A report has found that 547 pupils at one of Germany’s most famous Catholic boys’ choir schools were physically or sexually abused over a 60-year period, with some boys likening the institution to a concentration camp.
49 members of the Catholic Church at the Domspatzen choir are accused of carrying out the abuse between 1945 and the early 1990s.
Allegations of abuse at the school, which dates back over a thousand years and now tours the world to perform choral music, surfaced in 2010 and in 2015 a report was commissioned to find out what happened.

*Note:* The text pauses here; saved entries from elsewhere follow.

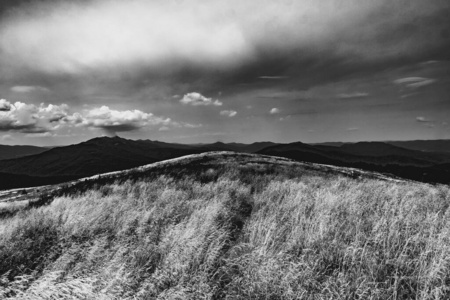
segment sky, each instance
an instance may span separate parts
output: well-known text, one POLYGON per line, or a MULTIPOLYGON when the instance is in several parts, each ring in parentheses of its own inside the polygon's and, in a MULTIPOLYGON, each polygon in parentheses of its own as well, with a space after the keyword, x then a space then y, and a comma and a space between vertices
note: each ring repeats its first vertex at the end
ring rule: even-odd
POLYGON ((2 0, 0 144, 450 139, 448 0, 2 0))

The 440-page report tells how teachers doled out physical violence including slapping boys in the face so hard that the marks could be seen the next day, whipping them with wooden sticks and violin bows and subjecting them to severe beatings.
Boys who tried to escape the “Regensburger Domspatzen”, or Regensburg Cathedral Sparrows, were hauled back into the school and beaten and humiliated in front of other boys, it said.
The choir was run for 30 years by former Pope Benedict’s XVI’s elder brother, Georg Ratzinger, who acknowledged that he had slapped pupils in the face – but said he had not realized how brutal the discipline was.
The investigation said he was “to be blamed especially for turning a blind eye and not intervening despite having knowledge”, but it did not show he was aware of sexual abuse.
Whilst the alleged perpetrators have been identified they are not expected to face criminal charges because the alleged crimes took place too long ago to be legally valid.
Meanwhile plans have been announced to offer victims compensation of between 5,000 and 20,000 euros each by the end of this year.